After my daughter was born, it was really hard for me to do anything at all because she only slept in 10-minute increments for the first 8 weeks or so and never napped until she was almost 2. I was thinking about giving writing up altogether because I didn't want to feel tension between the most important thing I was doing and something else I also wanted to be doing. Let's just say I don't feel convinced "leaning in" works for those of us with laser-beam, incredibly inefficient hyper-focus. Work-family balance is more like work-family chaos at our house.
Anyway, I was starting to resent that any time I took a writing class, the professors would say, "If you want to be a writer, you have to write every day." And I kept thinking, I should meditate every day; I should exercise every day; I should brush my teeth every day. Heck, I should try to eat something and drink more than a glass of water every day. Writing doesn't quite make the cut.
Feeling a little pushed around by the ideals of what a "real writer" should and should not make time for, I took a hiatus from all things literary and prayed and fasted to show God I'd give up this crazy writing dream if He wanted to make me a happier mother.
The day I fasted I had a little talk with my ecclesiastical leader that had nothing to do with writing. But when he asked what my background was, out of the blue he said, "You know, you really should be writing every day."
Aaack! Now my ecclesiastical leader was telling me to lean in!!
SO. I recognize writing is something God is happy to have me develop and use. I recognize it makes me at least as happy as it makes me crazy.
But I still find it hard to write regularly. I need lots of sleep. My daughter does not seem to need as much. I hired a baby-sitter the other day so I could get some writing done (something I can't do often on a grad student budget) and I ended up going to the grocery store instead because I didn't know what to write.

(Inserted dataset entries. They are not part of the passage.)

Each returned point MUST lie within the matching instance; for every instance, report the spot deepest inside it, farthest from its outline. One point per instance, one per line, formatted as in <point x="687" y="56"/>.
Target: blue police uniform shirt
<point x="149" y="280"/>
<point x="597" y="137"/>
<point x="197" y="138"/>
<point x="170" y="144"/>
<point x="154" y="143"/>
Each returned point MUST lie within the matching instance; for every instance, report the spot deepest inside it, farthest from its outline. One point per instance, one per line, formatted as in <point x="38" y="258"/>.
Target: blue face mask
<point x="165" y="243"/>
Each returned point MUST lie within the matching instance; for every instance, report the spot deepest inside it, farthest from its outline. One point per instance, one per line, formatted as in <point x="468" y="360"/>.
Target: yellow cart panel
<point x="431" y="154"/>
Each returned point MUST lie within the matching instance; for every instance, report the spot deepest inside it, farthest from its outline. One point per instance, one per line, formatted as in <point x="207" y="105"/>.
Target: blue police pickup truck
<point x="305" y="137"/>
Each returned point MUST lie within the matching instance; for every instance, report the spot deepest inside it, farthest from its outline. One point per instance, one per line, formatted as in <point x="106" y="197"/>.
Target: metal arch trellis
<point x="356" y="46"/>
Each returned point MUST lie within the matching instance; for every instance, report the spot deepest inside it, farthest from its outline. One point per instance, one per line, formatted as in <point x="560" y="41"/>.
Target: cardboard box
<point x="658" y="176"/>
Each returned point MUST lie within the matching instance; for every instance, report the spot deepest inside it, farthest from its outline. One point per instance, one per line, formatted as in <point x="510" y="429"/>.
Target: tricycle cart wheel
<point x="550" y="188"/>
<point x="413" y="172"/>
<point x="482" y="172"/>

I dumped all this info to my friend Liz in an email, and here's what she had to say:
I learned something from attending the recent exhibit of Arnold Friberg. He was a phenomenal artist. They displayed a ton of his drawings and paintings, beginning when he was 11. It was obvious he was gifted. They had one he worked on for 50 years. It was amazing. He only finished it a few years before he died. What I learned from him is that he sketched or painted something every day. They had little black and white sketches that he did on paper that looked like scrap paper all the way to the finished product. I took note of all that and came away with the thought that "writing every day" doesn't mean "producing everyday."Good thing most books aren't written in a day, at least not the ones I'd want to read. Here's how they often are written, according to one of my favorite mentors, Martine Leavitt:
Don't give up trying to get time for your own writing, even if it's just ten minutes a day. You can write a book in a year or two on ten minutes a day.Or you can spend a year writing 100 versions of a first chapter. I've already tried that.